GPX4 catalyzes the following reaction:

- 2 glutathione + lipid–hydroperoxide → glutathione disulfide + lipid–alcohol + H_{2}O

This reaction occurs at the selenocysteine within the catalytic center of GPX4. During the catalytic cycle of GPX4, the active selenol (-SeH) is oxidized by peroxides to selenenic acid (-SeOH), which is then reduced with glutathione (GSH) to an intermediate selenodisulfide (-Se-SG). GPX4 is eventually reactivated by a second glutathione molecule, releasing glutathione disulfide (GS-SG).

== Subcellular distribution of isoforms ==

In mouse and rat, three distinct GPX4 isoforms with different subcellular localization are produced through alternative splicing and transcription initiation; cytosolic GPX4, mitochondrial GPX4 (mGPX4), and nuclear GPX4 (nGPX4). Cytosolic GPX4 has been identified as the only GPX4 isoform being essential for embryonic development and cell survival. The GPX4 isoforms mGPX4 and nGPX4 have been implicated in spermatogenesis and male fertility. In humans, experimental evidence for alternative splicing exists; alternative transcription initiation and the cleavage sites of the mitochondrial and nuclear transit peptides need to be experimentally verified.

== Animal models ==

Knockout mice of GPX4 die at embryonic day 8 and conditional inducible deletion in adult mice (neurons) results in degeneration and death in less than a month. Targeted disruption of the mitochondrial GPX4 isoform (mGPX4) caused infertility in male mice and disruption of the nuclear GPX4 isoform (nGPX4) reduced the structural stability of sperm chromatin, yet both knockout mouse models (for mGPX4 and nGPX4) were fully viable. Surprisingly, knockout of GPX4 heterozygously in mice (GPX4^{+/−}) increases their median life span. Knockout studies with GPX1, GPX2, or GPX3 deficient mice showed that cytosolic GPX4 is so far the only glutathione peroxidase that is indispensable for embryonic development and cell survival. As mechanisms to dispose of both hydrogen peroxide and lipid hydroperoxides are essential to life, this indicates that in contrast to the multiple metabolic pathways that can be utilized to dispose of hydrogen peroxide, pathways for the disposal of lipid hydroperoxides are limited.

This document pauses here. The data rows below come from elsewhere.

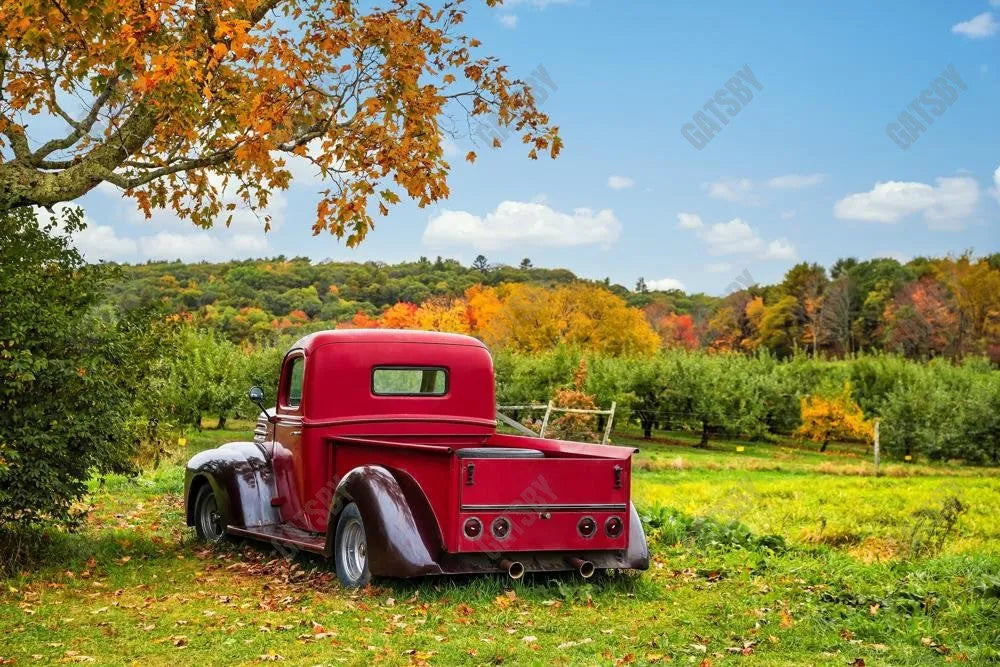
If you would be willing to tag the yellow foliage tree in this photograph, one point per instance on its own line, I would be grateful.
(837, 417)
(443, 315)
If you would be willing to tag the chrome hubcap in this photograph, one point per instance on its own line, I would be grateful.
(355, 549)
(211, 520)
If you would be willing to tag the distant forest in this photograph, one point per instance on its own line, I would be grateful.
(927, 307)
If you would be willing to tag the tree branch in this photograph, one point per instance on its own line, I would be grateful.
(80, 129)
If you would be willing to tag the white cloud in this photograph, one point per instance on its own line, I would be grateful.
(739, 191)
(244, 219)
(779, 249)
(620, 182)
(664, 284)
(540, 4)
(689, 221)
(735, 237)
(514, 223)
(796, 181)
(101, 242)
(978, 27)
(945, 205)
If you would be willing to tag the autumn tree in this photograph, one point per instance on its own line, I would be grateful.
(198, 106)
(920, 321)
(677, 331)
(833, 417)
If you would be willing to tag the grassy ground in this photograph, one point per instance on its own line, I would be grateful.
(827, 565)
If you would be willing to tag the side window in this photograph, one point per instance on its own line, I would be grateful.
(409, 381)
(293, 391)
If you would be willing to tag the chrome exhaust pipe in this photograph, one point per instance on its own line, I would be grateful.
(584, 567)
(515, 569)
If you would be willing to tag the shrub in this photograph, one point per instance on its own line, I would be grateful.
(68, 379)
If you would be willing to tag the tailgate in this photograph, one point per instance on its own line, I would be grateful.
(554, 484)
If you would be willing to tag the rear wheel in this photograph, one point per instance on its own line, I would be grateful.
(351, 550)
(209, 521)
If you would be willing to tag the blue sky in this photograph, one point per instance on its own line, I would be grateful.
(806, 169)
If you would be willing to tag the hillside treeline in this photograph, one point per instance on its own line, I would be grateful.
(924, 308)
(939, 410)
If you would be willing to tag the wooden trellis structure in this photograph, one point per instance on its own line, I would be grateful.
(549, 409)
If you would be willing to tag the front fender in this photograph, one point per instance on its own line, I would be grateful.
(401, 543)
(242, 479)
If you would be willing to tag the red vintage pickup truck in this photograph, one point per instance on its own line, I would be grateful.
(383, 453)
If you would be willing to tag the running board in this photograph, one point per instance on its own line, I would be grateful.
(283, 534)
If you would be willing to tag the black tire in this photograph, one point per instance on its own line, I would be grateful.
(209, 520)
(350, 554)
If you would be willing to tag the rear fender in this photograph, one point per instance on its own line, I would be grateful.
(637, 554)
(403, 536)
(242, 479)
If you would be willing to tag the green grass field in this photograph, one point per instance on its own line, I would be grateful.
(771, 555)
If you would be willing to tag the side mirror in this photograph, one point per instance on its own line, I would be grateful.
(256, 395)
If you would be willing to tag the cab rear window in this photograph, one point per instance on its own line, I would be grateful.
(409, 381)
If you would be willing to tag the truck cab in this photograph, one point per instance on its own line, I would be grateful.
(382, 453)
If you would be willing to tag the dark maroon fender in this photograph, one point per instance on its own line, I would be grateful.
(242, 479)
(403, 536)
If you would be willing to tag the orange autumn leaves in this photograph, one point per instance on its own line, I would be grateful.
(529, 318)
(198, 107)
(834, 417)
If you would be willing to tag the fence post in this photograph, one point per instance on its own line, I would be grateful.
(875, 447)
(607, 427)
(545, 420)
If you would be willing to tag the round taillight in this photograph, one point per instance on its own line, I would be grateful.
(500, 527)
(473, 528)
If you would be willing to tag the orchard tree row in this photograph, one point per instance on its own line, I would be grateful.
(946, 307)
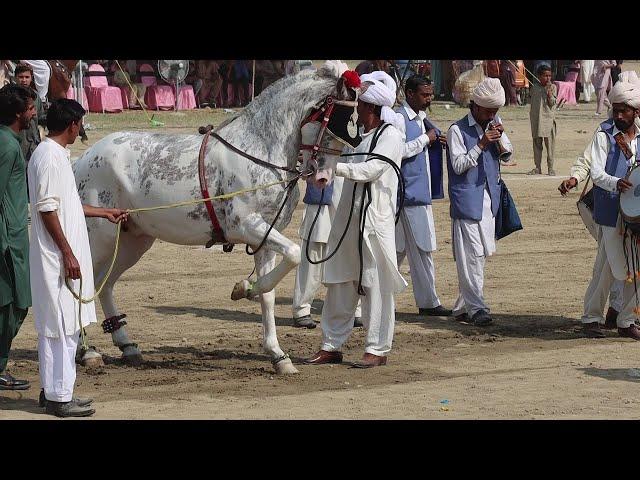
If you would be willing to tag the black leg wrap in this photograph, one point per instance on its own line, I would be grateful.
(112, 324)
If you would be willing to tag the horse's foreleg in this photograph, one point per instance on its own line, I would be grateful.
(265, 261)
(253, 231)
(131, 250)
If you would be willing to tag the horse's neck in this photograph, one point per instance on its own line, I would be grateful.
(275, 125)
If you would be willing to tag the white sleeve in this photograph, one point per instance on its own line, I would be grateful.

While mammals have only one copy of the GPX4 gene, fish have two copies, GPX4a and GPX4b. The GPX4's appear to play a greater role in the fish GPX system than in mammals. For example, in fish GPX4 activity contributes to a greater extent to total GPX activity, GPX4a is the most highly expressed selenoprotein mRNA (in contrast to mammals where it is GPX1 mRNA) and GPX4a appears to be highly inducible to changes within the cellular environment, such as changes in methylmercury and selenium status.

== Pathology ==
The interaction of GPX4 with the autophagic degradation pathway further modulates cell's response to oxidative stress. Impaired GPX4 function plays a role in tumorigenesis, neurodegeneration, infertility, inflammation, immune disorders, and ischemia-reperfusion injury. Additionally, the R152H mutation in GPX4 is involved in the development of Sedaghatian-type spinal metaphyseal dysplasia, a rare and fatal disease in newborn babies.